Doğu’nun zengin metalarının pek çok el değiştirerek Avrupa piyasalarına ulaşması dolayısıyla fiyatlar oldukça yükseliyordu. Avrupa’da dönemin ekonomik koşulları dikkate alındığında Avrupalı ulusların bu metaları uzun dönemli olarak Müslüman tüccarlardan almasını beklemek imkânsızdı. Batı’nın doğuya ulaşma arzusu, Marko Polo gibi Ortaçağlar boyunca çok sayıda Avrupalı seyyahın ziyaretlerine ve doğunun gizemli dünyasını konu alan anlatılarına kadar eskiye gider. Söz konusu bu anlatılar Avrupa’da büyük bir hayranlık ve merak kaynağı oldu.
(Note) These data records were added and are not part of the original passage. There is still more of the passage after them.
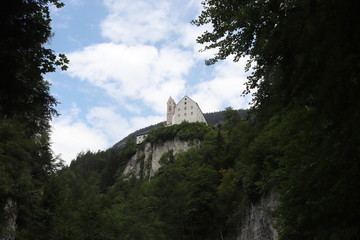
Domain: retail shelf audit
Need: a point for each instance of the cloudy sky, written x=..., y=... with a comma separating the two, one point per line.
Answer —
x=126, y=58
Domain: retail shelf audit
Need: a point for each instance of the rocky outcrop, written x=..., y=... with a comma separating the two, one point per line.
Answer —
x=258, y=223
x=145, y=162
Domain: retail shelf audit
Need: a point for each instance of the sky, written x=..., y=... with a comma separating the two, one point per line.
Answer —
x=127, y=57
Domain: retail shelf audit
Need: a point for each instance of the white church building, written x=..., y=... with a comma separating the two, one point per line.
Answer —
x=186, y=110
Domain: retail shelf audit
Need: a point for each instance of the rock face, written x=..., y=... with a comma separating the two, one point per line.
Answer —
x=258, y=223
x=145, y=162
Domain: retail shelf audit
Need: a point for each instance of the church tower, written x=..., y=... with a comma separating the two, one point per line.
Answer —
x=170, y=111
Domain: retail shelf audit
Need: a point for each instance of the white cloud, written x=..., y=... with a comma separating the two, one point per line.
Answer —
x=225, y=89
x=71, y=136
x=137, y=22
x=133, y=73
x=101, y=128
x=134, y=22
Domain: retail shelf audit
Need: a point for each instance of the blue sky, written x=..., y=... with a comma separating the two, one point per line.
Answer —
x=126, y=58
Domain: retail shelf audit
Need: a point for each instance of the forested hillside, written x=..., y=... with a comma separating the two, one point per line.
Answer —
x=301, y=141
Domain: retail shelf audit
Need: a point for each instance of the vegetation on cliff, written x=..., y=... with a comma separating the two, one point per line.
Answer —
x=302, y=140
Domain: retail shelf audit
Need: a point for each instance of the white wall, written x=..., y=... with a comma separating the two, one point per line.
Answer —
x=188, y=110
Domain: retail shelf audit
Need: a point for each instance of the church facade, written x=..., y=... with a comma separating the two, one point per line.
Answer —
x=186, y=110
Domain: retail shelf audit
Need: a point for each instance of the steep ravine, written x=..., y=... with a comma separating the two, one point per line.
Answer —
x=145, y=162
x=257, y=224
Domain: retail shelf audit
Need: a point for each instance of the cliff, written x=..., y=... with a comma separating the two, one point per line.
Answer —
x=145, y=162
x=257, y=224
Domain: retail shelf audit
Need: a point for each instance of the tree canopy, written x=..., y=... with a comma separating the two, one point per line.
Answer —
x=305, y=68
x=26, y=108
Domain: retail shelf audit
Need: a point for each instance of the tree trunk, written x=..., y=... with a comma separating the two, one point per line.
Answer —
x=10, y=215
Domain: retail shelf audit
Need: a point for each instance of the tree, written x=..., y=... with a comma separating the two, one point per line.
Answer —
x=304, y=57
x=26, y=108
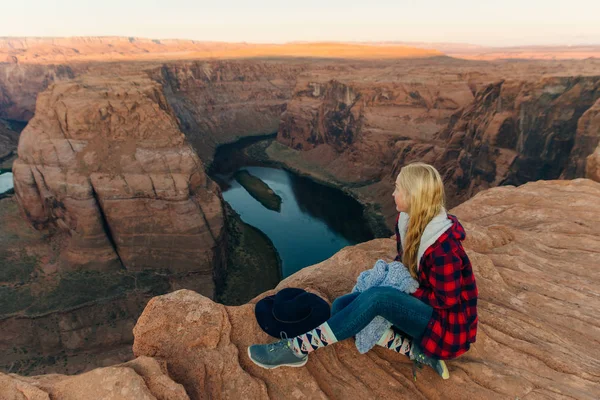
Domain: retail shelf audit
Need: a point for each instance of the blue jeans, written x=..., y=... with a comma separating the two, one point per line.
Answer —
x=352, y=312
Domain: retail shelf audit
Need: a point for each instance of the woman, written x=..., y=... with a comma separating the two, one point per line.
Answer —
x=440, y=318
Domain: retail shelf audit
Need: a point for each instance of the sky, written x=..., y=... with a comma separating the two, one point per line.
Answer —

Ancak gerek teknolojik yetersizlikler, gerekse de Avrupa ile Uzakdoğu arasında siyasi ve coğrafi bir engel olarak İslam’ın ve Müslümanların varlığı Avrupalıların bu topraklara ulaşmalarına mani oldu.30 Bu zenginliğe ulaşacak teknolojik gelişmeleri beklemek zorunda kalan batılı denizciler, nihayetinde Avrupa’daki sosyo-ekonomik ve politik krizlerin de etkisiyle, işittikleri doğunun zenginliğini paylaşmak için denizlere açıldılar.31

Yukarıda zikredilen ekonomik nedenlerin yanı sıra, 16. yüzyılda Avrupa’daki önemli güçlerle Osmanlı Devleti arasındaki mücadele Osmanlılar lehine gelişme gösterdi. Osmanlı tarafından gerek Akdeniz’den gerekse Doğu Avrupa’dan çevrilen Avrupalı uluslar bekalarını garanti altına almak amacıyla alternatifler aramaya başladılar. Bu alternatiflerden en önemlisi, Atlantik Okyanusu’na kıyısı olan devletlerin deniz seferleri oldu.
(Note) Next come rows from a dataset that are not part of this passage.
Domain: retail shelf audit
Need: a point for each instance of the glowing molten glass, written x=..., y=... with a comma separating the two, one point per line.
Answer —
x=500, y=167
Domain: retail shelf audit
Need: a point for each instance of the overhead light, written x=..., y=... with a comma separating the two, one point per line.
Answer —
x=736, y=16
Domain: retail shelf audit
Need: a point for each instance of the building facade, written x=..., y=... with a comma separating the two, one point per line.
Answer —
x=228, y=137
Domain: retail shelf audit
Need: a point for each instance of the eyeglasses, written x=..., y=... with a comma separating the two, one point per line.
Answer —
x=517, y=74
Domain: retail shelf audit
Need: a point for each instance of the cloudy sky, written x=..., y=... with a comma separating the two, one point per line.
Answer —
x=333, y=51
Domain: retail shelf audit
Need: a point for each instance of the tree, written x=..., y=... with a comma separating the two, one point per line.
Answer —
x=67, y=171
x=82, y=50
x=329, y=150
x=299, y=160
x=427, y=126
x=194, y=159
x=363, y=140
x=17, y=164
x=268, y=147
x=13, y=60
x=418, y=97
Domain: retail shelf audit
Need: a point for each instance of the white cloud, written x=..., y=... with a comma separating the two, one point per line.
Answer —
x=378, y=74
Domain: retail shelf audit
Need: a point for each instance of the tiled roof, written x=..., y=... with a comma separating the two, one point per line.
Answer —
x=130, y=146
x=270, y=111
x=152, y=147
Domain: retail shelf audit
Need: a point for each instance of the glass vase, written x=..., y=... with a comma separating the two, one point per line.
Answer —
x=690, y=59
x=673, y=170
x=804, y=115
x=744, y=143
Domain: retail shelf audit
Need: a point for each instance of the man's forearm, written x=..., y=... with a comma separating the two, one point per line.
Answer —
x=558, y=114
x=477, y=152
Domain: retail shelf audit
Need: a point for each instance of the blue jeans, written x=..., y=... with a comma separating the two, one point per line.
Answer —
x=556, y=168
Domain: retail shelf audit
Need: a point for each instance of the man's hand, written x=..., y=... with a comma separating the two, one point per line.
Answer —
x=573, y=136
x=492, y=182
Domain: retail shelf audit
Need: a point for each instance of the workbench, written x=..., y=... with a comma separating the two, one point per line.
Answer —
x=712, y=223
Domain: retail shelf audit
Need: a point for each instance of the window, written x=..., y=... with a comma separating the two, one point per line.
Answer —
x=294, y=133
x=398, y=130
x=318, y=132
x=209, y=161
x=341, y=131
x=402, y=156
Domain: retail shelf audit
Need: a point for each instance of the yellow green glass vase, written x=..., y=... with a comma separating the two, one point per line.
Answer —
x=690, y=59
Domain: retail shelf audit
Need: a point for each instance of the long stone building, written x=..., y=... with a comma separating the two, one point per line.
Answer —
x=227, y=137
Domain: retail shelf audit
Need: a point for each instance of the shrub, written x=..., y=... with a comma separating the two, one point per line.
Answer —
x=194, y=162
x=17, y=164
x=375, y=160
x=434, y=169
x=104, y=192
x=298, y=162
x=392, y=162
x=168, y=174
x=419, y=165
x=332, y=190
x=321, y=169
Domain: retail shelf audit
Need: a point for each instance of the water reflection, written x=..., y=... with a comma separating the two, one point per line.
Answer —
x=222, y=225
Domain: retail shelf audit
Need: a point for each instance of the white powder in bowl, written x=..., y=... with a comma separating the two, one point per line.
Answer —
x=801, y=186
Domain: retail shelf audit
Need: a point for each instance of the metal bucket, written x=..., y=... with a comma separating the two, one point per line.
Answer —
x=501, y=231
Portekizliler dini*, siyasi ve ekonomik olmak üzere çeşitli nedenlerle Avrupa kıtasından doğuya sefer yapan ilk devlet oldu. Özellikle Denizci lâkabıyla tanınan Portekiz Kralı Henry (Henry the Navigator) (1394 -1460) denizcilik konusundaki gayretleri neticesinde, Portekizli denizciler daha önce gidilmemiş denizlere yelken açarak, önce Afrika’nın batı kıyıları ardından da 1498 yılınta Vasco de Gama önderliğinde -önemli denizcilik bilgilerine sahip bir Arap denizcinin rehberliğinde-32 Ümit Burnu’nu dolaşarak Hint Okyanusuna açıldılar.0

Portekizliler, doğuya başlatılan bu seyahatlerin önemli nedenlerinden biri olması hasebiyle 1506 yılında Portekiz Kral Manuel’in 1494 yılında yapılan Tordesillas Anlaşması için Papa II. Julius’a başvurdu. Böylece bir kez daha Portekiz yönetimi, Hint sularına açılmalarının nedeni olarak Haçlı ruhunu ortaya koydular.34

İlk etapta Afrika’nın doğu sahillerinde stratejik konumda bulunan liman şehirlerini kontrol ederek buradaki varlıklarını güçlendiren Portekizlilerin söz konusu şehirlerde inşa ettikleri kaleler, bu yeni dünya sularında güvenliklerinin sağlanmasında birer stratejik karargâh görevi gördü.35 Portekizliler, Ümit Burnu’nu keşfetmelerinden birkaç yıl gibi kısa bir süre sonra, Hindistan’ın Malabar Kıyıları’na yerleşmeye başladılar.36 Böylece, Hint Okyanusu’na, dolayısıyla Ortadoğu ve Akdeniz vasıtasıyla bağımlı oldukları Uzakdoğu metalarına ulaşmayı ve bu malların tekelini ellerine geçirme arzusunun ilk adımını attılar.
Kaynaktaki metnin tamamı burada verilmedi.